Making address: https://github.com/medcl/elasticsearch-analysis-ik

Elasticsearch – analysis – ik download address: https://github.com/medcl/elasticsearch-analysis-ik/releases


1. Install elasticSearch-Analysis-IK

Download the version of ElasticSearch you have installed!

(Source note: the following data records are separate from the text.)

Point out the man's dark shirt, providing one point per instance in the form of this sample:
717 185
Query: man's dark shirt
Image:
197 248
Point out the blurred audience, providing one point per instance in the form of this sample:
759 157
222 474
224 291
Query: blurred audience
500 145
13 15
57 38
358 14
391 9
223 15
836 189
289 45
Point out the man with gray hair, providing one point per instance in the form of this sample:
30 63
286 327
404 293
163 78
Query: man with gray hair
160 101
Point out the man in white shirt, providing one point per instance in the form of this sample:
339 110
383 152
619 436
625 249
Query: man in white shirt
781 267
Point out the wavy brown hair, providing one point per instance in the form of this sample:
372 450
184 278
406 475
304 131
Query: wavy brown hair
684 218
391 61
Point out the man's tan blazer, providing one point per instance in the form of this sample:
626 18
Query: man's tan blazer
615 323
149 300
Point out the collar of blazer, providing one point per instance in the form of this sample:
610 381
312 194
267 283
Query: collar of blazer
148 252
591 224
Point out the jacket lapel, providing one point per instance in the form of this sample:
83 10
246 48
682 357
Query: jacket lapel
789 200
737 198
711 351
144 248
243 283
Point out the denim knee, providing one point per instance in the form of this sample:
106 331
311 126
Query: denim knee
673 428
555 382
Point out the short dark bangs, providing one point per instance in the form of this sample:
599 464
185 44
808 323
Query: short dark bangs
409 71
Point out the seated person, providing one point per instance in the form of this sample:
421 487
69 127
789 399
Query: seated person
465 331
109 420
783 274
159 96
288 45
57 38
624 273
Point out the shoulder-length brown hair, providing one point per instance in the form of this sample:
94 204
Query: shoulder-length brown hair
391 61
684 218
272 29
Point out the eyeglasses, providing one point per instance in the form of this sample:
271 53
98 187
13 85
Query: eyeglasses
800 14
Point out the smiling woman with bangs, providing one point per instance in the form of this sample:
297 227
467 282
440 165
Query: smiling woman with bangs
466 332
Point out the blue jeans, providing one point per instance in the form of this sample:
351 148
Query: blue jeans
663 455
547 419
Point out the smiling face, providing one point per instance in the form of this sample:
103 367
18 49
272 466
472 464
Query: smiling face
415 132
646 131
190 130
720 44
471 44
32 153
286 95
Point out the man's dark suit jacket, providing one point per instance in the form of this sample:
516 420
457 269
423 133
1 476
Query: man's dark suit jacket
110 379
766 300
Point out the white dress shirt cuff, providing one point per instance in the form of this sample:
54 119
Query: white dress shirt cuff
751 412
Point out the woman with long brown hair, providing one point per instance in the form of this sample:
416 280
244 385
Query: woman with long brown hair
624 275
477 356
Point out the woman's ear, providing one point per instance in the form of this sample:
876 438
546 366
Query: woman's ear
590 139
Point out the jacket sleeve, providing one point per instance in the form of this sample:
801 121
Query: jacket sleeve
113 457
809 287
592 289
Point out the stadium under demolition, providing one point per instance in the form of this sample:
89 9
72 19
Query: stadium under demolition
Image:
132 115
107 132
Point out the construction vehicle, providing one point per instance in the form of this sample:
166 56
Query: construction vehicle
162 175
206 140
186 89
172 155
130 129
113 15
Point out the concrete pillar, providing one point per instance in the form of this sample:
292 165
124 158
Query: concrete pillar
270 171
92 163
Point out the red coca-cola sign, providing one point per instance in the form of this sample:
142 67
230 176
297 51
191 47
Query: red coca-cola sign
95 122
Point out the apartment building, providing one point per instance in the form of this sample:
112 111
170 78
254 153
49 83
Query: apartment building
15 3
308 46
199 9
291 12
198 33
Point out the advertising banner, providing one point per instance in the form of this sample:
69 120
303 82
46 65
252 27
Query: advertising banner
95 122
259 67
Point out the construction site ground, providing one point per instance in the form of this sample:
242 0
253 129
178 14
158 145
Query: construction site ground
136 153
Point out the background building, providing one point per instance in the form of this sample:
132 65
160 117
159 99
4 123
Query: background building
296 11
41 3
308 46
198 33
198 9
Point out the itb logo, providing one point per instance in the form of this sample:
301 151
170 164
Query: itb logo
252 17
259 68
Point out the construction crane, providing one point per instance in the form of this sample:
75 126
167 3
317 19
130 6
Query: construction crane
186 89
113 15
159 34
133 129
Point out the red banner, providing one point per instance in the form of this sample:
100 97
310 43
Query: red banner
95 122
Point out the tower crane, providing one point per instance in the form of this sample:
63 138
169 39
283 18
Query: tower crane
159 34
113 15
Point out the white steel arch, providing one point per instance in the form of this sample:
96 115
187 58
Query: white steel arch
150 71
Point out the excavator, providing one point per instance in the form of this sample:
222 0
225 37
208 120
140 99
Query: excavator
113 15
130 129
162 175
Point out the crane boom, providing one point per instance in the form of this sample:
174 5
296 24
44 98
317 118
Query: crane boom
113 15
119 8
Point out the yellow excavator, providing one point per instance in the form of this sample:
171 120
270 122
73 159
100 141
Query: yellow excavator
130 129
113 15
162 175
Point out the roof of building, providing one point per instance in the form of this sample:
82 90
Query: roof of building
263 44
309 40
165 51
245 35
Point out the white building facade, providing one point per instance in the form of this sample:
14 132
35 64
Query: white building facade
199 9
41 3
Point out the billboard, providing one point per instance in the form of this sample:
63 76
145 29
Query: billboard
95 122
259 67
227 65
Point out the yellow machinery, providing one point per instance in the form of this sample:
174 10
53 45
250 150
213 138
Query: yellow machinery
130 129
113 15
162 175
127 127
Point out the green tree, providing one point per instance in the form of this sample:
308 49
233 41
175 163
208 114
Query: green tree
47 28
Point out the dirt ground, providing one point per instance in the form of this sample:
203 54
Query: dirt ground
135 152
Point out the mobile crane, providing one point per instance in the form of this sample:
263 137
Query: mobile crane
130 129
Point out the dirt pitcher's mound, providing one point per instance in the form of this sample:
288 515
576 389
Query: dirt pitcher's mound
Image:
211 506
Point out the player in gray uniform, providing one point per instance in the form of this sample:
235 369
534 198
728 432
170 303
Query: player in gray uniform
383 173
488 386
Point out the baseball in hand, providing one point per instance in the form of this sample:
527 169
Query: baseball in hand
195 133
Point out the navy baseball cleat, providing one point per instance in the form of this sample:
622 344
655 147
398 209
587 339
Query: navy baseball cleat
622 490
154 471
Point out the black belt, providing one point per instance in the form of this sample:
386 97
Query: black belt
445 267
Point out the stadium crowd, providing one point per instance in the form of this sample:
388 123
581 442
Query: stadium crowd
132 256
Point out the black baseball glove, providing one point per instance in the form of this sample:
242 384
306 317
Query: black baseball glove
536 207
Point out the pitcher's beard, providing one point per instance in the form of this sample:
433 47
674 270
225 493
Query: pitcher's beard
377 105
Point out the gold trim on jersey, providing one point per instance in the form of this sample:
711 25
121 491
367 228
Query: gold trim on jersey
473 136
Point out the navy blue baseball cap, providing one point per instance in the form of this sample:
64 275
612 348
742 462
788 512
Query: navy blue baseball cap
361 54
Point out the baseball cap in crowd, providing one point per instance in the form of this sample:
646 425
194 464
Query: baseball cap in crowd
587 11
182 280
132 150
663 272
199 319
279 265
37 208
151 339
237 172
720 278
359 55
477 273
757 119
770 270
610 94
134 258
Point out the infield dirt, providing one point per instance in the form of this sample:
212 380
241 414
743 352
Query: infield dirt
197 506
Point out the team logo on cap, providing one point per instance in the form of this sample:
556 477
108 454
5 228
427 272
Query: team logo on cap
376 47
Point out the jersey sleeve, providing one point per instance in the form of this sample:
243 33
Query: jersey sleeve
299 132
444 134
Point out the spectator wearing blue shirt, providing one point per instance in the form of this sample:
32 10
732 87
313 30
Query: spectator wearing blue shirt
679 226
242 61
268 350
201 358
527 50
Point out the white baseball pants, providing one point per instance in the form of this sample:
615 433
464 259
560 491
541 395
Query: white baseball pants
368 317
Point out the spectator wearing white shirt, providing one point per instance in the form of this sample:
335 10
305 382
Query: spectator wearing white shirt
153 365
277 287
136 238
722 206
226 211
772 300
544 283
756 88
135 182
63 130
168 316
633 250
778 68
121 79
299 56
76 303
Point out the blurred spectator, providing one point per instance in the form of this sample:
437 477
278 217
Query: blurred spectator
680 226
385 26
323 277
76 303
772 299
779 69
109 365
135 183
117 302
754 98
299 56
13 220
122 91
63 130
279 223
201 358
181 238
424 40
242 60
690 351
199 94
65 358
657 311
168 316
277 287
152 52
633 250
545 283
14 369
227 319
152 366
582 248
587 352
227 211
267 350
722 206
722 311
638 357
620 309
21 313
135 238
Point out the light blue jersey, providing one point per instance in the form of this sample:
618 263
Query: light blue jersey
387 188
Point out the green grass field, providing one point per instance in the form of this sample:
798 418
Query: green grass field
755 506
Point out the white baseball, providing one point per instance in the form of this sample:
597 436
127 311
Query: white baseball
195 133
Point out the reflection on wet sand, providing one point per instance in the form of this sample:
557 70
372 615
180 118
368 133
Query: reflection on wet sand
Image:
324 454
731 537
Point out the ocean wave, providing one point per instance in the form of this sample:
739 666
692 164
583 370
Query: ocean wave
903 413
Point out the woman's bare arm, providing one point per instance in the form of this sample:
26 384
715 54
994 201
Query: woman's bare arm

Create a folder ik in the plugins directory of the elasticSearch installation directory and decompress it to the folder

[esuser@localhost ik]$PWD /usr/local/elasticSearch-7.10.2 /plugins/ik [esuser@localhost ik]$ll Root root 263965 2月 3 15:07 commons-codec-1.9.jar -rw-r--r-- 1 root root 61829 2月 3 15:07 commons-logging-1.2.jar Drwxr-xr-x. 2 root root 4096 2月 3 15:07 config-rw-r --r-- 1 root root 54626 2月 3 15:07 1 root root 736658 2月 3 15:07 httpClient-4.5.2.jar -rw-r--r-- 1 root Root 326724 2月 3 15:07 httpcore-4.4.4.jar -rw-r--r--. 1 root root 1807 2月 3 15:07 plugin-descriptor. Properties -rw-r--r--. 1 root root 125 2月 3 15:07 plugin-security.policy [esuser@localhost ik]$Copy the code

Restart ES and test

A post request,http://ip:9200/_analyze

Json request body

{" analyzer ":" ik_max_word ", "text" : "996, ill ICU"}Copy the code

The sample code

POST /_analyze HTTP/1.1 Host: 172.16.59.129:9200 Content-Type: application/json Content-Length: 60 {" Analyzer ": "Ik_max_word ", "text":" work 996, sick ICU"}Copy the code

Return the data

{" tokens ": [{" token" : "work", "start_offset" : 0, "end_offset" : 2, "type" : "CN_WORD", "position" : 0}, {" token ": "996", "start_offset" : 2, "end_offset" : 5, "type" : "LETTER", "position" : 1}, {" token ":" sick ", "start_offset" : 6, "end_offset": 8, "type": "CN_WORD", "position": 2 }, { "token": "icu", "start_offset": 8, "end_offset": 11, "type": "ENGLISH", "position": 3 } ] }Copy the code

What is the difference between IK_max_word and IK_smart?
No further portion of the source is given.